ハザードマップ改定により避難対象人口が大幅に増加したことなどを考慮し改定では、「命を守る」避難と「暮らしを守る」避難の両立を目指し、避難の基本的枠組みを変更しました。例えば、従来は富士山の全方位で噴火前に立ち退き避難を求めていましたが、そのまま長期間噴火に至らなかった場合は大きな経済的影響を受けることになります。そのため、噴火現象の特性に応じて避難開始のタイミングを整理、噴火前に避難を開始する現象とそれ以外(=噴火後に避難を開始する)とに分けて従来よりも避難期間を抑えて経済活動を維持できるようにしました。また、危険度が高いエリアから段階的に避難することを採用し、渋滞による逃げ遅れを防ぎます。こうした変更は一例であり、全面的な改定が行われました。
避難計画改定のポイント
改定のポイントは、以下の5つにまとめることができます。
①避難計画の位置づけおよび名称の変更
従来の「富士山火山広域避難計画」(以下「旧計画」)を「富士山火山避難基本計画」(以下「新計画」)へ名称を変更し、位置づけを基本方針としました。

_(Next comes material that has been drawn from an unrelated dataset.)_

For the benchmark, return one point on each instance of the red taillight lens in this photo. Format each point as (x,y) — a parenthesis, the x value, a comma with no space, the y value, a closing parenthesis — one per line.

旧計画は共通の広域避難計画を定めていましたが、火山災害は、山体からの距離等に応じて到達する現象や到達時期が異なり、画一的な対応では実効性の高い避難体制の構築は困難です。そのため、新計画では基本指針を示すことに重点を置き、3県27市町村にまたがる対象地域の自治体などはこれを参考に各地域の被害想定や地域特性に合わせてカスタマイズした避難計画の策定に取り組むことが求められています。
②噴火現象ごとの特性に基づく避難対象エリアの区分の見直し
噴火現象の特性に応じて避難対象エリアが再整理されました。
避難対象エリアは従来の5区分から6区分へと見直され、時間的猶予のない噴火現象(大きな噴石や火砕流など)は噴火前の避難とする一方、その他の噴火現象(降灰や小さな噴石、溶岩流など)は噴火後の避難を原則としました。
③移動手段および避難開始時期の見直し
避難対象者が一斉に車両での避難を開始した場合、深刻な渋滞の発生や応急対応の遅れなどが懸念されます。
そこで、新計画では、観光客等、避難行動要支援者、一般住民のそれぞれに分けて移動手段および避難を開始する時期について整理されました。特に避難行動要支援者が車両で避難することを優先するよう明記されています。そのために、観光客等に関しては、避難行動要支援者と避難が重ならないように、噴火警戒レベル3での避難(帰宅)を呼び掛けるように設定されました。
④基本的な噴火シナリオの設定
火山災害は不確実性が高いため、火山活動が高まったものの噴火に至らない場合や数ヶ月後に噴火に至る場合、予兆観測からごくわずかな時間で噴火してしまう場合など、無数のシナリオが想定されます。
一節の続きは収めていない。